Chandler Parsons was named to the BBVA Rising Stars Challenge Wednesday afternoon, providing him with a chance to represent the Rockets in Houston during All-Star weekend. The honor was well deserved to say the least (and at least partially makes up for the fact the 24-year-old was snubbed for the same event a year ago), as Parsons has blossomed in his second-year, averaging career-highs in scoring, assist rate, true shooting and three-point percentage.

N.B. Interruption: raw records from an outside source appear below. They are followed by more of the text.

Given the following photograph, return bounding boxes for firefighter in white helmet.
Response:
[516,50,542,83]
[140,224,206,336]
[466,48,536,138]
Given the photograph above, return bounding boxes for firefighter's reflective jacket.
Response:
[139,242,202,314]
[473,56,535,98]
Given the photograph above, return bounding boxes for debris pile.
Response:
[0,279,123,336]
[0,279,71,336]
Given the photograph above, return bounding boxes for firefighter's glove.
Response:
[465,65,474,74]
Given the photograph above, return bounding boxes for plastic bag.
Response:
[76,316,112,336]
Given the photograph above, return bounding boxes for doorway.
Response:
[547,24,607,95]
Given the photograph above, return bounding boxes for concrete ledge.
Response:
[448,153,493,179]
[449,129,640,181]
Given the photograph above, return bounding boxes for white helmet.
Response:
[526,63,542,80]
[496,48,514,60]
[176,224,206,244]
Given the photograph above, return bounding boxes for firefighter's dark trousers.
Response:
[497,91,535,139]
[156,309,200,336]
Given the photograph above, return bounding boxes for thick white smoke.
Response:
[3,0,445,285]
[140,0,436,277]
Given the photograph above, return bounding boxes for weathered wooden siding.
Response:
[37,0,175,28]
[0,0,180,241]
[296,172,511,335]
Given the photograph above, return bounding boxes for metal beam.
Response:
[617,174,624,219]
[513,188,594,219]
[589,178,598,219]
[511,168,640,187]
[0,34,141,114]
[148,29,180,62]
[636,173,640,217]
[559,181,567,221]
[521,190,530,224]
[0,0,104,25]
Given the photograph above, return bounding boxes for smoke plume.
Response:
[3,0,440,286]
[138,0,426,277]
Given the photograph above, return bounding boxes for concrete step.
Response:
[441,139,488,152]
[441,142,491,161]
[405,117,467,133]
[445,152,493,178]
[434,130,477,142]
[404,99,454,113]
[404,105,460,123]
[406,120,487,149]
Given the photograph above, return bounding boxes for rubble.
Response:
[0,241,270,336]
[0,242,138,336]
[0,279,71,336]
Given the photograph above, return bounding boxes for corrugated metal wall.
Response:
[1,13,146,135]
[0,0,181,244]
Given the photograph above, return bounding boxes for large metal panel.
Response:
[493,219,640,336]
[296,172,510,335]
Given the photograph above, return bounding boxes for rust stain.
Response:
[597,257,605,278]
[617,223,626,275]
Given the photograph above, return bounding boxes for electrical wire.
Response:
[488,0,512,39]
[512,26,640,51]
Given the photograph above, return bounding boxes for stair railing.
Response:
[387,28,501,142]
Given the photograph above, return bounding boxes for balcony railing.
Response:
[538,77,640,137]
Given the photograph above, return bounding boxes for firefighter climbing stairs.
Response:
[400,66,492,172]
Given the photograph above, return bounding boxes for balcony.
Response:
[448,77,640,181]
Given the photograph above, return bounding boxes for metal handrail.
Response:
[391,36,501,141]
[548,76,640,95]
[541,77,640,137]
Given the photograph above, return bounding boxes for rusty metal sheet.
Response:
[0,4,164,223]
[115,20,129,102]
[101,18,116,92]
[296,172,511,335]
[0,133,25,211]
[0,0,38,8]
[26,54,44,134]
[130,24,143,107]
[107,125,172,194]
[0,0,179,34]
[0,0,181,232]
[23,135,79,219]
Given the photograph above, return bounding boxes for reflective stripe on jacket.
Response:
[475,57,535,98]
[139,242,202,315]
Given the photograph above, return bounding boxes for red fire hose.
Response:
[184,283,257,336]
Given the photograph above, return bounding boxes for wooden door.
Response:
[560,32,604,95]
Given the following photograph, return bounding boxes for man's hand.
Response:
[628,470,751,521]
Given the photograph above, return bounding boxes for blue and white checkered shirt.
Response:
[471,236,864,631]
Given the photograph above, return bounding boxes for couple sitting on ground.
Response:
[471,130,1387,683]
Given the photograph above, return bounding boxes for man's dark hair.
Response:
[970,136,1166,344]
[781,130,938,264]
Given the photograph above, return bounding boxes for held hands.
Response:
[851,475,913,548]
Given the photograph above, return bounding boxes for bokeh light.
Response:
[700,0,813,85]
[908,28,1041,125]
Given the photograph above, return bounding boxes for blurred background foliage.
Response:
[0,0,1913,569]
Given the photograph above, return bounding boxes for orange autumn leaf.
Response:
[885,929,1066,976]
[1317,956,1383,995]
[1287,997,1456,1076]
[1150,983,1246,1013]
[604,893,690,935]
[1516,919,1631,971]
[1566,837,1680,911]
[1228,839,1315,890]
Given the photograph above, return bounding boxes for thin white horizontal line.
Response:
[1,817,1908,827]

“I’m excited,” he said following Friday’s practice. “It’s a huge honor to be selected to that game. Just knowing that the assistant coaches in the league respected me and think that highly of me is a real honor to me, especially playing in Houston and being able to play in front of the home crowd representing the Rockets will be a fun time.
“All-Star weekend is a big deal. I got to be a little bit apart of it last year and it’s just a great experience being there after watching it my whole life as a kid. It’s kind of weird now to be in the game but it’s a big stepping-stone for my career.
“I’m lucky. I’m very lucky and blessed. It’s been fun. I’m just real thankful for the organization and the opportunity and freedom they give me. I look at it as an honor and obviously it’s an accomplishment but honestly I’m more worried about us as a team and making the playoffs and making some noise rather than my individual accomplishments.”
Lastly, Houston Rockets General Manager Daryl Morey announced Friday that the team has re-assigned forward Terrence Jones to Houston’s single-affiliation NBA D-League partner Rio Grande Valley.
Jones (6-9, 252, Kentucky) has averaged 19.1 points and 9.8 rebounds in 12 starts with Rio Grande Valley this season. At the time of his last recall, Jones stood fourth in the D-League in rebounds per game (9.8) and tied for seventh in the league in scoring average (19.1). In his rookie campaign with the Rockets, Jones has averaged 3.1 points and 1.6 rebounds in 11 games with Houston in 2012-13.